Wright said she did not have the number of current Bradley County DCFS staff with her but would get that information for Wardlaw and Gilmore at their request. She also said DCFS sometimes requires staff in one county to handle cases in another county with greater needs but only does so at “the very last minute.”

“We know, historically over the years, that that doesn’t always solve the problem because you send other counties down into crisis as well,” Wright said.

Gilmore asked if the recent overhaul of the state employee pay plan might alleviate some of DCFS’ staffing issues; Wright said she hoped so. The plan increased social service workers’ average starting salaries from $44,172 to $52,442 and their average salaries from $73,318 to $80,930.

The state has also seen a shortage of foster homes in recent years. In 2023, Arkansas had fewer than 1,600 foster homes but more than 4,000 foster children. As of March 31, the state has 1,349 foster homes for its 3,384 foster children, according to Wednesday’s report.

DCFS aims to have its caseworkers conduct monthly visits with at least 95% of foster children, and the division fell short of this goal by 10 points between Jan. 1 and March 31, the report states.

The 85% visiting rate is one of the highest rates the division has achieved in one quarter, Wright said. In the same quarter of 2023, the caseworker visiting rate was 80%.

Between Jan. 1 and March 31, 93% of children in foster care received monthly visits from any DCFS staff member. This was an increase from 90% in 2023, but the rate slipped to 88% between April 1 and June 30 of last year before climbing back up.

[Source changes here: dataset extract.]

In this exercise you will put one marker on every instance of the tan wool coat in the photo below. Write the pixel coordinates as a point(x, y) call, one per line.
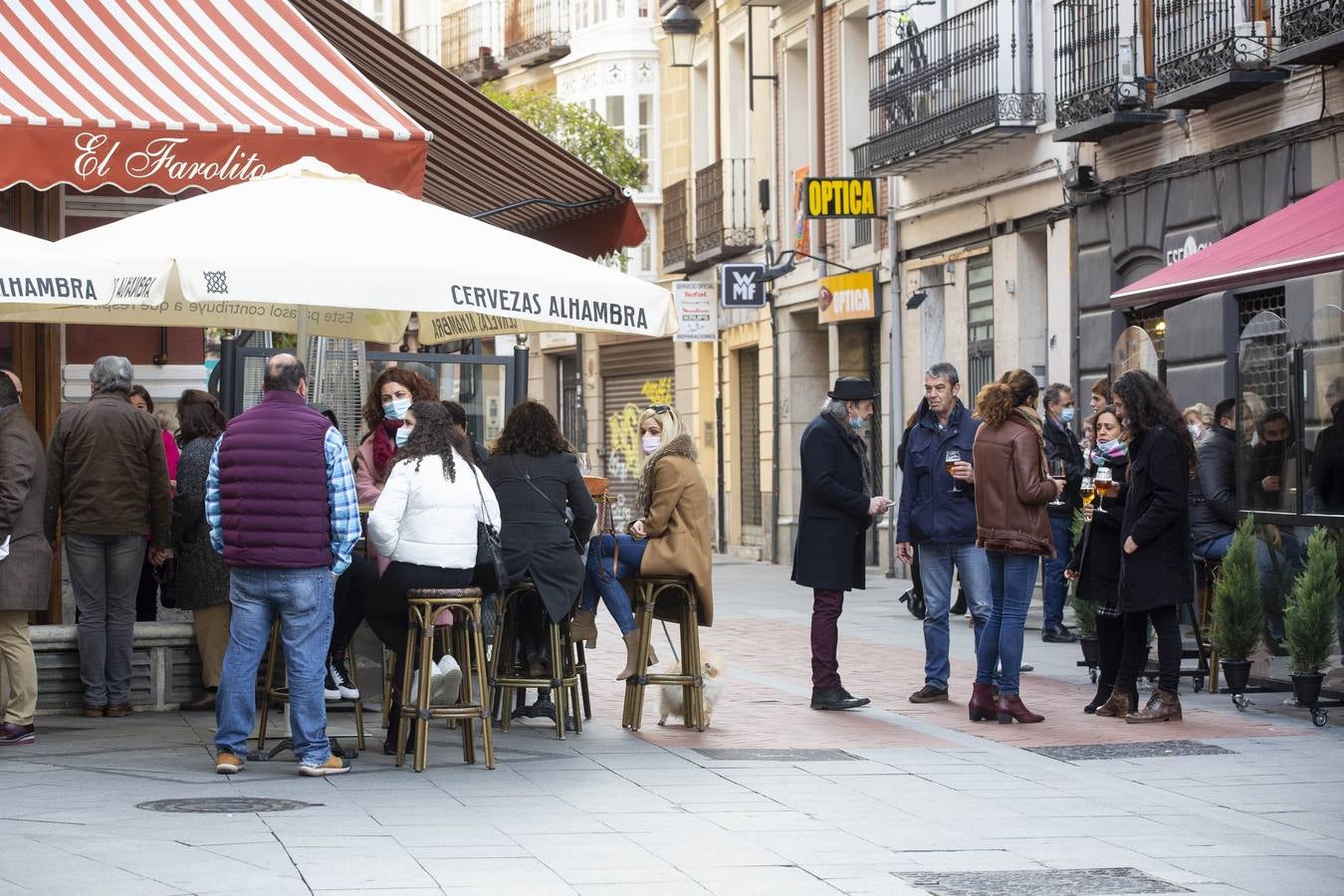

Additionally, 160 more children were receiving in-home protective services than were in foster care at the end of March. An in-home protective services case “is opened when a true maltreatment report or court order necessitates DCFS’ involvement with a family but there is not an immediate threat to any child’s safety in the home,” the report states.

DCFS was assigned 6,677, or 82%, of the 8,154 reports of child maltreatment the Arkansas Child Abuse Hotline received between Jan. 1 and March 31. The remaining 1,477 went to the Crimes Against Children Division of the Arkansas State Police, according to the report.